Schöne Erinnerungen


Erinnerung001Ich habe mir mal überlegt, welches die schönsten Erinnerungen mit meinen Freunden (also männliche) war:

Mit Läggerli war es eindeutig der Spaziergang über die Stadtmauer von St Malo. Er zeigte mir damals den „grossen Wagen“ und wir küssten uns zum 1. Mal

Mit meinem Ex-Mann war der schönste Moment, als wir einmal morgens um 4h von Paris (da wohnten wir damals) spontan nach Ault im Norden von Frankreich fuhren und dann barfuss morgens um 6h den Strand entlang schlenderten. Wir hatten dort sogar eine Wohnung besichtigt – aber schlussendlich sind wir dann doch nicht dorthin gezogen.

Die schönste Erinnerung mit Dudelsack war, als wir uns einmal nach einem Weiterbildungskurs von mir trafen. Ich wartete auf ihn an der Bushaltestelle und er „schlich“ sich von hinten an und umarmte mich. Das war ein sehr schöner Augenblick.

Mit T. war es am tollsten, als wir uns beim durch die Grossstadt spazieren plötzlich die Hand gaben.

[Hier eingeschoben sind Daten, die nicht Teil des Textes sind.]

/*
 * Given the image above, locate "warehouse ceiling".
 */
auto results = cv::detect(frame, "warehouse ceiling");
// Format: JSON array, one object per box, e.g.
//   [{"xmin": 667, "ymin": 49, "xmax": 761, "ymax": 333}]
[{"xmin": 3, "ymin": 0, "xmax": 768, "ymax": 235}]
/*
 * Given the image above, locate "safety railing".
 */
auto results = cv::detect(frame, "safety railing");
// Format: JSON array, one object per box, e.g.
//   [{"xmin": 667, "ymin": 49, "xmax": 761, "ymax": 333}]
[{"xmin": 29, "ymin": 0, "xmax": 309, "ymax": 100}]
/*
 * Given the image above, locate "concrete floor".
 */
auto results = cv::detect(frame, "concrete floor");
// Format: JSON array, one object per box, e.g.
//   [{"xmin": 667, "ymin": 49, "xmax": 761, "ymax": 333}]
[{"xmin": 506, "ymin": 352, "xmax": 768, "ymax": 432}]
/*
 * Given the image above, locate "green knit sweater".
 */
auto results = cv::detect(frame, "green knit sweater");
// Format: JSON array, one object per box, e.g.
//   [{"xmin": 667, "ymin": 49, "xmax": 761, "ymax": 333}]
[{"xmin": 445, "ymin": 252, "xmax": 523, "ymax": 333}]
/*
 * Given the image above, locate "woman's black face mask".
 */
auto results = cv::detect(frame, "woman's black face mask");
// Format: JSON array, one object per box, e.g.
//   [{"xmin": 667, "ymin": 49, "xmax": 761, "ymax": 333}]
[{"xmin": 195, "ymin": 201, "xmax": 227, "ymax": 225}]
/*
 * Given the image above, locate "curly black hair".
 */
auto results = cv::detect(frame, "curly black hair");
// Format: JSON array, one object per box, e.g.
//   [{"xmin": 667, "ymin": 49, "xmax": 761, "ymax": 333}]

Mit M. war der schönste Augenblick als wir uns zum 1. Mal getroffen haben. Die schönste Erinnerung dieses Treffens war der Ausflug auf die Meersburg.

Und zu guter letzte Pierre. Ja, Pierre… der traumhafteste Augenblick war natürlich, als wir uns im Gartenhäuschen näher kamen. Nach 15 Jahren endlich! (Anmerkung: ich habe nichts mehr von ihm gehört und mich auch nicht mehr bei ihm gemeldet…)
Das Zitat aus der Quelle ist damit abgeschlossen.